Hacker News new | ask | show | jobs
by creamyhorror 4862 days ago
> Their software scans it and takes careful note of scenes with high levels of movement, scenes with human shapes moving, scenes with human faces, scene's that match algorithms for water, grass, natural environs etc etc

The funny thing is, this is the sort of thing that H.264 encoders intrinsically do. x264 has some fairly advanced algorithms in it to optimize for human visual perception (thanks DarkShikari, akupenguin, et al).

I assume these guys are basically determining settings to feed to x264. (They can't be modifying x264 itself since they'd then need to submit their source code changes upstream, if I've read the other replies right.)
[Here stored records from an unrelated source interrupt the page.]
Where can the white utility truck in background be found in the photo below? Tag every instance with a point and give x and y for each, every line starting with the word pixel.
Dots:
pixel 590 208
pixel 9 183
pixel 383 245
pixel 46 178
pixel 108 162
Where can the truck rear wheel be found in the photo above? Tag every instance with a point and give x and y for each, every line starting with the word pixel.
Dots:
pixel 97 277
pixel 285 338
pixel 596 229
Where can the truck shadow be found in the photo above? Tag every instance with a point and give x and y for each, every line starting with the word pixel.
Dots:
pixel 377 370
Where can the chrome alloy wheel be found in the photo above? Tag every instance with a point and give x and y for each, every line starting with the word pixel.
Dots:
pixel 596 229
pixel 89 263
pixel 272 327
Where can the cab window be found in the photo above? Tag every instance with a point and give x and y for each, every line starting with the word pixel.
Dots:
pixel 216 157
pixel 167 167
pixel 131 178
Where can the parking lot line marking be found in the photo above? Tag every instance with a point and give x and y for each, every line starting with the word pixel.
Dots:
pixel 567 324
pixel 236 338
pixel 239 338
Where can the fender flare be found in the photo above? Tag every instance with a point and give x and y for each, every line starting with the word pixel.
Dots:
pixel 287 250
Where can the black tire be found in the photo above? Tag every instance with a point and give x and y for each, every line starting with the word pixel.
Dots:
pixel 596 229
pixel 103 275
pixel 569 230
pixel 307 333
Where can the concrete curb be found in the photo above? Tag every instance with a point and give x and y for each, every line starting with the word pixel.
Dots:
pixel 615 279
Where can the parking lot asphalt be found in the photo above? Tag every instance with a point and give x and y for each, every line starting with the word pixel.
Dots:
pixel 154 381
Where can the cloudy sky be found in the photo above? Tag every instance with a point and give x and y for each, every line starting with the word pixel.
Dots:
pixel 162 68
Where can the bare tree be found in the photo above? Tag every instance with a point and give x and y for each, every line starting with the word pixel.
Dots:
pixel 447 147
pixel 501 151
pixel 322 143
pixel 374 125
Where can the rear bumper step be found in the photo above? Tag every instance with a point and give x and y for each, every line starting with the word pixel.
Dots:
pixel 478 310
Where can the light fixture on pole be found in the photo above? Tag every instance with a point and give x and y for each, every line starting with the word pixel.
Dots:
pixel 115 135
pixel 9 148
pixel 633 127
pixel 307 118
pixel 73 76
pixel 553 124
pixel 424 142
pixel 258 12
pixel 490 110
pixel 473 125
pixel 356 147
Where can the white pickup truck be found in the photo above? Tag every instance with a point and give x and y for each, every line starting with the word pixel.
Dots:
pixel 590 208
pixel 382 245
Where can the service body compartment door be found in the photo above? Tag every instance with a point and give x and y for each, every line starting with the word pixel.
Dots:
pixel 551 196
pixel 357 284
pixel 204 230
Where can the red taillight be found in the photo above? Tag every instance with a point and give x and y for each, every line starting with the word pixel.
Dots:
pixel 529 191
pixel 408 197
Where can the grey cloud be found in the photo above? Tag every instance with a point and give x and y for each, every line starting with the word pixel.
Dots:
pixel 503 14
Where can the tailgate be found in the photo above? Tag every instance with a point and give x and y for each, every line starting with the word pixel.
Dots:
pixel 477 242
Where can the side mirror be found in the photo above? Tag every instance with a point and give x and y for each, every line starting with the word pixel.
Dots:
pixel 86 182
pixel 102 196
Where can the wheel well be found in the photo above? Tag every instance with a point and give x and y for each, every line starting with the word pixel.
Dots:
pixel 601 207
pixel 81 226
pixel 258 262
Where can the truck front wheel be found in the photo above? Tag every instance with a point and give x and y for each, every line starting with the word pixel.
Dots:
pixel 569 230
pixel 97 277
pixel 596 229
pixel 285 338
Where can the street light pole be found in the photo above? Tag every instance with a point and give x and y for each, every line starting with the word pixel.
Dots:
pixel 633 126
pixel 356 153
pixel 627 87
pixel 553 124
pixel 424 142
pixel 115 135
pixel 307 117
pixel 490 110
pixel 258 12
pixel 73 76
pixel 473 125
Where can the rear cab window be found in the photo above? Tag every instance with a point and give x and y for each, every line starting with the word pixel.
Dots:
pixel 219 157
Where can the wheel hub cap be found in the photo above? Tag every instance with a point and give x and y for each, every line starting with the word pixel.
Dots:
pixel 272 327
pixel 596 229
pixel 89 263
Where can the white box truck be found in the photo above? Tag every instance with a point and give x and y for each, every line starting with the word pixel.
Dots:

If all they're doing is turning x264's settings knobs, they'll have to have studied the effects of those knobs in depth. I can hardly see how any analysis they're doing can be usefully turned into settings for x264. I find it a bit difficult to phrase my reasoning, but I'll try:

-----

- Trying to outdo x264's analysis at optimizing for perceptual quality while still depending on it is like trying to optimize a car engine from the driver's seat. It's not likely to happen.

- x264's settings are, generally speaking, macroscopic - they apply to the whole video segment. (You can apply different settings to different segments, but in the end your control is still limited by whatever knobs x264 offers.)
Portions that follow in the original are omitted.